Women Human Rights Defenders (WHRDs) play an important role within the women, peace and security (WPS) framework. WHRDs work includes advocating against and documenting abuses, defending women’s and minorities rights, and observing human rights trends in their community. One critical element that the Security Council and Member States focus the least on is root cause analysis[1].
Iraq was the first Arab State to launch a National Action Plan to implement UN Resolution 1325 in 2014[2]. A year after Iraq launched an Emergency Nation Action Plan (NAP) after ISIL ripped through Iraq and Syria. Iraq is witnessing an active conflict with State and non-state actors as well as civil strife. There are reports of abduction, femicide, trafficking, S/GBV, sexual slavery, restriction of movements, strict dress codes and coercive marriages especially in underage girls. The NAP acknowledges women’s rights as human rights, as well as Iraqis women’s participation in peacekeeping. Iraq has adopted the Strategy on Anti-Violence against Women in 2013 and recently approved the National Strategy to Combat Violence Against Women (2018–30)[3]. Iraq Kurdistan adopted the Law Against Domestic Violence (No.8 of 2011)[4].
Yet there is a clear gap between policy and reality. Patriarchal norms and laws still discriminate against women and girls[5]. Article 41 (1) of the Penal Code (No.111 of 1969) states;
There is no crime if the act is committed while exercising a legal right. The following are considered to be in exercise of a legal right:
- The punishment of a wife by her husband, the disciplining by parents and teachers of children under their authority within certain limits prescribed by law or by custom[6]
Furthermore, Article 123 (1) excuses crimes that committed under “honourable motives”;
Legal excuse either discharges a person from a penalty or reduces that penalty. Excuse only exists under conditions that are specified by law. Notwithstanding these conditions, the commission of an offence with honourable motives or in response to the unjustified and serious provocation of a victim of an offence is considered a mitigating excuse.
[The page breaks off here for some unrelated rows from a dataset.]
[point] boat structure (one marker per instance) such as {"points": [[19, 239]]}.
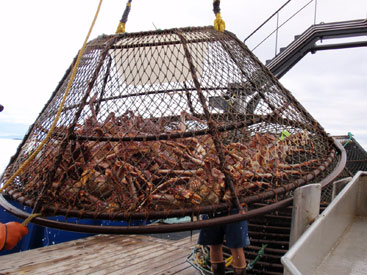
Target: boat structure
{"points": [[148, 132]]}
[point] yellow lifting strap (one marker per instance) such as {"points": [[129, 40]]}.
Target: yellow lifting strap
{"points": [[219, 23], [122, 24]]}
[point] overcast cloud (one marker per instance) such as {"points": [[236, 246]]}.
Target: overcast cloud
{"points": [[39, 39]]}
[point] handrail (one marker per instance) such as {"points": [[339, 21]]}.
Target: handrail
{"points": [[305, 43]]}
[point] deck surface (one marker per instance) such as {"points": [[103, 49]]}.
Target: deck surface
{"points": [[105, 254], [350, 253]]}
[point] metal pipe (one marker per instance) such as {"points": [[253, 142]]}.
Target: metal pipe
{"points": [[338, 46]]}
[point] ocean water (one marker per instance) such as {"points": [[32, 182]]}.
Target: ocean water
{"points": [[8, 148]]}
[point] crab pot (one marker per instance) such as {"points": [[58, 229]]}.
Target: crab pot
{"points": [[169, 123]]}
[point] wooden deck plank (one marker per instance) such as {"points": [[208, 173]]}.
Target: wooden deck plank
{"points": [[105, 254], [100, 260]]}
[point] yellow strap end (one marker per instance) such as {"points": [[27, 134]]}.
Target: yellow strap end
{"points": [[120, 28], [219, 23]]}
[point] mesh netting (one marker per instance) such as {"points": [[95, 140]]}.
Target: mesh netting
{"points": [[173, 121]]}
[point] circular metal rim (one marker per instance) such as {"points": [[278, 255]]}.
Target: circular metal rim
{"points": [[52, 211], [167, 228]]}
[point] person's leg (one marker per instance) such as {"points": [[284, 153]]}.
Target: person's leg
{"points": [[216, 259], [239, 261]]}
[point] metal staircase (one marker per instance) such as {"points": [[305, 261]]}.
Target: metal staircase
{"points": [[306, 42]]}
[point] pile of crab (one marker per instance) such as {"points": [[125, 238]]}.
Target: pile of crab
{"points": [[103, 174]]}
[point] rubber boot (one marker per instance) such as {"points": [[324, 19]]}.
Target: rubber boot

And Article 409 reads that the punishment for a man catching his wife or girlfriend in the act adultery and kills them is only punishable by three years of imprisonment.
Any person who surprises his wife in the act of adultery or finds his girlfriend in bed with her lover and kills them immediately or one of them or assaults one of them so that he or she dies or is left permanently disabled is punishable by a period of detention not exceeding 3 years. It is not permissible to exercise the right of legal defense against any person who uses this excuse nor do the rules of aggravating circumstance apply against him.
Judges can use their discretionary power to reduce the sentence but not increase it. Women do not have the same rights in the context of adultery.
On the ground these laws harm women and girls despite the NAP calling for women’s participation in politics and enhancing gender equality. Domestic violence is prevalent in Iraq and Kurdistan. Between February 2014 and May 2015, ASUDA, obtained details of 1,249 cases of domestic violence across seven Iraqi cities. The perpetrates of 71% of the cases were husband.[7] The lack of shelters puts women at risk for further violence. The OHCHR Special Rapporteur has voiced their concern at the lack of public funding for shelters and the targeting of NGOs who fill this gap.[8] An example is The Organization of Women’s Freedom in Iraq (OWFI) which seeks to promote women human rights, and raise awareness about women’s safety in the country. One strategy of protecting women is setting up clandestine shelters for survivors of S/GBV. The Founder Yanar Mohammed delivered a statement on behalf of the NGO Working Group on Women, Peace and Security at the UN Security Council Open Debate on Women, Peace and Security on 13 October 2015;
“When I speak about the enslavement of women, I am speaking of the countless women being trafficked, in both ISIS and government-controlled areas. For example, over 3,000 Yazidi women and other minorities were enslaved by ISIS fighters. We at the Organization for Women’s Freedom in Iraq have documented the execution of over 150 women in one area controlled by ISIS, because they refused to obey the so-called “Islamic State.”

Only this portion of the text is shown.